How to cultivate khaneh-tekani in your home:

  • Wash curtains and carpets.
  • Shake and sweep dust and debris from all rugs and surfaces.
  • Remove stains from glass windows.
  • Clean out all cupboards.
  • Wipe down the walls and repaint where necessary.

“Many also burn sandalwood or an herb called espand to freshen the air,” notes the Tehran Times.

“And some buy new housewares and replace them with old ones, [and] buying plants and flower pot is another tradition performed by some people in Iran. 

“This way, people invite spring, the renewal of nature, to every corner of their houses. [And it means that] khaneh tekani is not only physically cleaning your house, but it’s also about getting rid of the past and of evil spirits.” 

The minimalist game

Ever spotted the #minsgame hashtag on social media at the beginning of each month? It’s linked to a method that gamifies the decluttering experience, as devised by Ryan Nicodemus and Joshua Fields Millburn of The Minimalists.

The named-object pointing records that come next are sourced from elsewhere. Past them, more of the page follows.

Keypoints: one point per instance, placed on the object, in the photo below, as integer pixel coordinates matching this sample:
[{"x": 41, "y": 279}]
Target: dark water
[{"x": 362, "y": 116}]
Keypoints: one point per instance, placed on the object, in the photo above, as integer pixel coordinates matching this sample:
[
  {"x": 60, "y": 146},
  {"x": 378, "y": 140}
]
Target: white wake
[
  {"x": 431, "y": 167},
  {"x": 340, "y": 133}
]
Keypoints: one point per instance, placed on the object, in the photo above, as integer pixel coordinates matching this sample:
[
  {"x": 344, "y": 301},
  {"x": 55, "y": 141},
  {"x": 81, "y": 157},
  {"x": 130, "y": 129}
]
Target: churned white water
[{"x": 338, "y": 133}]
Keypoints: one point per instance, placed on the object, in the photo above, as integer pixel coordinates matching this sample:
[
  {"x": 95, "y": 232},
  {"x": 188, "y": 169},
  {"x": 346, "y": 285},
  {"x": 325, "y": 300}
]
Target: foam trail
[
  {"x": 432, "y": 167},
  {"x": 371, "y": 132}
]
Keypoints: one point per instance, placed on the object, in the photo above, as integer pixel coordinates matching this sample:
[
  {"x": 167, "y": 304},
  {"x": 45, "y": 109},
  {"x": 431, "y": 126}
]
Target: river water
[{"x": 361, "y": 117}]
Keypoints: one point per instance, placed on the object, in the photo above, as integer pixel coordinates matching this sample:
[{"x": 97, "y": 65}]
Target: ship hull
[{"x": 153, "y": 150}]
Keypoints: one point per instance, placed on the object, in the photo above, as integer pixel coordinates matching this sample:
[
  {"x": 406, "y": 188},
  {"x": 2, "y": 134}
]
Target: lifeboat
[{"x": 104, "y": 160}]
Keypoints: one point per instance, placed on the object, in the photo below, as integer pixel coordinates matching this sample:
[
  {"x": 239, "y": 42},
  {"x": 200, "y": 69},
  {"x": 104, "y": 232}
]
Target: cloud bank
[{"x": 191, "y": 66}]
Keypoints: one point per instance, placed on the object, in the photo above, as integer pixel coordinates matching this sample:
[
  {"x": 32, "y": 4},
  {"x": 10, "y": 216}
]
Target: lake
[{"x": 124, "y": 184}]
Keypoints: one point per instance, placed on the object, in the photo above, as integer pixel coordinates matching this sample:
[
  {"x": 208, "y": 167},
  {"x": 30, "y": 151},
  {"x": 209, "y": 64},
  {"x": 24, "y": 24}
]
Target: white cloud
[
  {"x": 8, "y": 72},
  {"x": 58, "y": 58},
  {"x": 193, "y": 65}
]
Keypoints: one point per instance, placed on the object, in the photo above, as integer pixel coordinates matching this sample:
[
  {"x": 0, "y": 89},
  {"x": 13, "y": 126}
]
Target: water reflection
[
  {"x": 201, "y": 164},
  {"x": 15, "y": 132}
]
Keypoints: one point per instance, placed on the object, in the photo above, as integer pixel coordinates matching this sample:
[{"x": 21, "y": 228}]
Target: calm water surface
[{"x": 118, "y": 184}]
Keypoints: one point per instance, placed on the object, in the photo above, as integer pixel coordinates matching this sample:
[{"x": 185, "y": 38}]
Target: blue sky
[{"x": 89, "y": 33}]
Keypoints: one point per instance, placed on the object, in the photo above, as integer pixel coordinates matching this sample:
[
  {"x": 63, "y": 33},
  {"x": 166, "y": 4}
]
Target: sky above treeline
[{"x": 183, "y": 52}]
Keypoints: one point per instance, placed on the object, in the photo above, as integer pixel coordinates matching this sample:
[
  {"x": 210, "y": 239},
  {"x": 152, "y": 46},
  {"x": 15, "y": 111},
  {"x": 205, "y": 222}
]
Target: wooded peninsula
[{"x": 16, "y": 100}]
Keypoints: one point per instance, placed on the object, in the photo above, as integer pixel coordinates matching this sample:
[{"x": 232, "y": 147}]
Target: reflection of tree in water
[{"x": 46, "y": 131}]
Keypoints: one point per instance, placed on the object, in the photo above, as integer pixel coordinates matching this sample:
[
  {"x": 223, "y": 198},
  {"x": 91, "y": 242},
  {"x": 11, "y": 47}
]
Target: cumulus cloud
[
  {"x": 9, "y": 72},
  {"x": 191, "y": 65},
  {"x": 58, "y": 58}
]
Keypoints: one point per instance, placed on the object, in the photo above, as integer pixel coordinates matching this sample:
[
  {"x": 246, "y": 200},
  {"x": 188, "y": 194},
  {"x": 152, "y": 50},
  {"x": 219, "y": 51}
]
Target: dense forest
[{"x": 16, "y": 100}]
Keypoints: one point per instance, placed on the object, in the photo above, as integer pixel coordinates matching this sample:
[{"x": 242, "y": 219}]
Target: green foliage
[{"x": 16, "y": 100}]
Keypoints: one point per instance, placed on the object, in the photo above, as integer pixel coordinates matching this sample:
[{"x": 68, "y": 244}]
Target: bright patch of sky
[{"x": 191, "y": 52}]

How to cultivate the minimalist game in your home:

  • Beginning on the first day of a month, the minimalist game asks that you declutter a certain number of items from your home corresponding to the day of the month. 
  • To break it down, this means that you will get rid of one item on the first day, two items on the second day, three on the third, and so on. 
  • By the end of a 31-day month, you will have removed 496 items from your home (if you play all the way through).
  • By starting small and increasing over time, the hope is that you will build confidence in your decision-making abilities and get increasingly better at letting go of stuff.
  • As per The Minimalists’ website, the game works better if you find a “friend, family member, or coworker who’s willing to minimize their stuff with you,” as they will hold you accountable each day.

Döstädning

Döstädning, otherwise known as “Swedish death cleaning,” is designed as an easy way for us to purge our homes and organise our possessions in hopes that our families won’t be overburdened by our belongings once we pass away. 

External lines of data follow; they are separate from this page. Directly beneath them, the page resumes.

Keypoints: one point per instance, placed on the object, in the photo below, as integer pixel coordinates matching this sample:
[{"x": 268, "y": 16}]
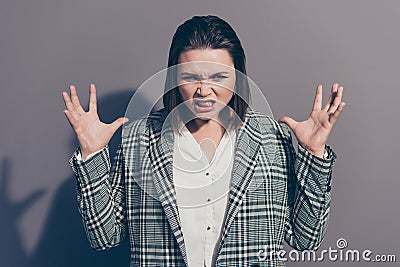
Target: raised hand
[
  {"x": 313, "y": 133},
  {"x": 92, "y": 134}
]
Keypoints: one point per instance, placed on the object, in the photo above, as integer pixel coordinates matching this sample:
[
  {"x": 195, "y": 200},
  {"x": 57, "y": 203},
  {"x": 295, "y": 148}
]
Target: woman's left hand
[{"x": 313, "y": 133}]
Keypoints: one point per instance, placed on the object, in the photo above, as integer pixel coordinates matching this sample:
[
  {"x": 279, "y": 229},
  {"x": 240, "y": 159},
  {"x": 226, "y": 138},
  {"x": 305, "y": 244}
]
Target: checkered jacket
[{"x": 276, "y": 194}]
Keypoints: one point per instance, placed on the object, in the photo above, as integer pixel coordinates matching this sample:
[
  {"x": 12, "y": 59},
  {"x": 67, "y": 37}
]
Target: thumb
[
  {"x": 288, "y": 121},
  {"x": 118, "y": 123}
]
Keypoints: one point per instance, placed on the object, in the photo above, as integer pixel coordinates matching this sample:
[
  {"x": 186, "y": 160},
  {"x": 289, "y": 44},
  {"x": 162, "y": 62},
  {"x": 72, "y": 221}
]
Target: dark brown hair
[{"x": 212, "y": 32}]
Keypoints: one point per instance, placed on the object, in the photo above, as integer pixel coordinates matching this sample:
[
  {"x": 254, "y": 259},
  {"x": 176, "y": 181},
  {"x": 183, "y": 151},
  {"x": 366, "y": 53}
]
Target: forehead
[{"x": 205, "y": 61}]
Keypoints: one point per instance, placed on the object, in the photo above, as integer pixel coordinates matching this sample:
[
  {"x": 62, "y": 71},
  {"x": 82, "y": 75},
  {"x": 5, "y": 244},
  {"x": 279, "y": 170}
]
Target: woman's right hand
[{"x": 92, "y": 134}]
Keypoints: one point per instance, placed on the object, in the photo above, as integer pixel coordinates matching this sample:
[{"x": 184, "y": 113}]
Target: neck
[{"x": 204, "y": 125}]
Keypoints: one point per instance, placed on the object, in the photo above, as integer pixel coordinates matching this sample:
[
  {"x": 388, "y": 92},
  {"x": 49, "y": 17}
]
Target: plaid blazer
[{"x": 276, "y": 194}]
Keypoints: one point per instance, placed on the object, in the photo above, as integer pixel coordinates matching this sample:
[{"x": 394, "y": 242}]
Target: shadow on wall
[{"x": 63, "y": 242}]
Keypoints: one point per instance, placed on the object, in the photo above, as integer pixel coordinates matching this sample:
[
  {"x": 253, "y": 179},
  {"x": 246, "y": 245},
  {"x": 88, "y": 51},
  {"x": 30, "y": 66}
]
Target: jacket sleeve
[
  {"x": 101, "y": 197},
  {"x": 309, "y": 195}
]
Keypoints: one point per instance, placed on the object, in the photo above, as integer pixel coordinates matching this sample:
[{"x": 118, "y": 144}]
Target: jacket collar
[{"x": 161, "y": 138}]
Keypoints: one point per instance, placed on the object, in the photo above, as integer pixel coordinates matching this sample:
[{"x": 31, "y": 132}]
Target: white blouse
[{"x": 202, "y": 190}]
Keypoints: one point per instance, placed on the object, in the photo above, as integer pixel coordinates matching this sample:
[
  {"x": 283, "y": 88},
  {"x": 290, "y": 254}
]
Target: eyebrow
[{"x": 194, "y": 74}]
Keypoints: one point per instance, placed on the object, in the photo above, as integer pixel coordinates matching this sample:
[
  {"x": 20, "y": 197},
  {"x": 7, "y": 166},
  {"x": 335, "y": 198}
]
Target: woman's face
[{"x": 206, "y": 79}]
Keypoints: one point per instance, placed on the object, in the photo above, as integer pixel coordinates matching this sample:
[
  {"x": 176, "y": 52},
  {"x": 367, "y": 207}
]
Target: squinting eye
[
  {"x": 219, "y": 77},
  {"x": 190, "y": 79}
]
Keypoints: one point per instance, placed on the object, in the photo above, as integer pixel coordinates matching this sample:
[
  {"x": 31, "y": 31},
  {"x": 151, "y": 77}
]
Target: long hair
[{"x": 208, "y": 32}]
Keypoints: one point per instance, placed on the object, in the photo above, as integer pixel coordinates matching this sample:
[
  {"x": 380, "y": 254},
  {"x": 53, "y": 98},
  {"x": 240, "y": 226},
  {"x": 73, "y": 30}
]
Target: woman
[{"x": 188, "y": 220}]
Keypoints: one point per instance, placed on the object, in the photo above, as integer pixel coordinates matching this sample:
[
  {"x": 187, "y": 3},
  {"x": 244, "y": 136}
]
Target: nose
[{"x": 203, "y": 89}]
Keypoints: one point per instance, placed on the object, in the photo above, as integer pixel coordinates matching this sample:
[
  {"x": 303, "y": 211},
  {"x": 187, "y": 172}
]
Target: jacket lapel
[
  {"x": 246, "y": 159},
  {"x": 161, "y": 138}
]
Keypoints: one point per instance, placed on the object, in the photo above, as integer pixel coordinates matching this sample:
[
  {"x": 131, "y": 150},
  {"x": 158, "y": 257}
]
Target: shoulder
[{"x": 142, "y": 125}]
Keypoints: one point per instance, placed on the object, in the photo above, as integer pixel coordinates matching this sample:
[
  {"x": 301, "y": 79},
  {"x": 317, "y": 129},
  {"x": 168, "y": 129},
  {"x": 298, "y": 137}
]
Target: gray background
[{"x": 291, "y": 46}]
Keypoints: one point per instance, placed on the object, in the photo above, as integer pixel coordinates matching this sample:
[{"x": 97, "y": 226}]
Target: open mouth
[{"x": 204, "y": 105}]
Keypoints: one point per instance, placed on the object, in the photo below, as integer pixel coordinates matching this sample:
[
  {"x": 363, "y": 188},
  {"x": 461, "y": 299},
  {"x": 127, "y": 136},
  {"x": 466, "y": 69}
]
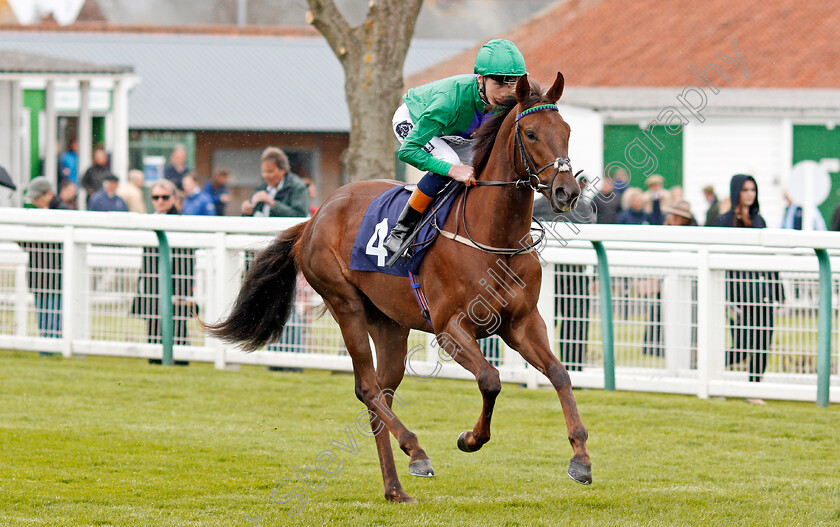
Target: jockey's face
[
  {"x": 496, "y": 92},
  {"x": 271, "y": 174}
]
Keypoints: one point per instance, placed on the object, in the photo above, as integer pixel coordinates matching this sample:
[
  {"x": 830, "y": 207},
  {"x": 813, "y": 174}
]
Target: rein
[{"x": 560, "y": 164}]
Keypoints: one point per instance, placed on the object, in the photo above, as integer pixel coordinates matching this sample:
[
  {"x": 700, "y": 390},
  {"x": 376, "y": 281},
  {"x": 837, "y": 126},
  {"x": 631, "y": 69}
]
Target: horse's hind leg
[
  {"x": 530, "y": 339},
  {"x": 390, "y": 340},
  {"x": 348, "y": 308}
]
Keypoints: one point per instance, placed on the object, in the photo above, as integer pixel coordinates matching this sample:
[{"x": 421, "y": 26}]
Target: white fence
[{"x": 684, "y": 321}]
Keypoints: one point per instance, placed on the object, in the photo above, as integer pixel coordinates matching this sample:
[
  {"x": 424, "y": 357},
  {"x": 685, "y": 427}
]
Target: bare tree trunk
[{"x": 372, "y": 56}]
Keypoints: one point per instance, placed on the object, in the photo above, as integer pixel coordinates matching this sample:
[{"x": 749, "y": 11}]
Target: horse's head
[{"x": 541, "y": 144}]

How to cultivate döstädning in your home:

  • As previously reported by Stylist, you should start by gifting, donating, or recycling those items you have stashed away in boxes because you don’t want to deal with them.
  • Ditch anything that may prove hurtful or embarrassing to your family (or, to quote the ever-pragmatic Margareta Magnusson, “Save your favourite dildo, but throw away the other 15!”).
  • Sort your clothes and shoes into four piles: those you love and wear frequently, those you want to keep but don’t necessarily know why, those that don’t fit your body or lifestyle (donate), and those that are in poor condition (trash).
  • Gift your belongings gradually and thoughtfully.
  • Sort through photographs and throw out any duplicates or images of people you can’t name. Then, give away what you can.
  • Keep one box of memories for yourself.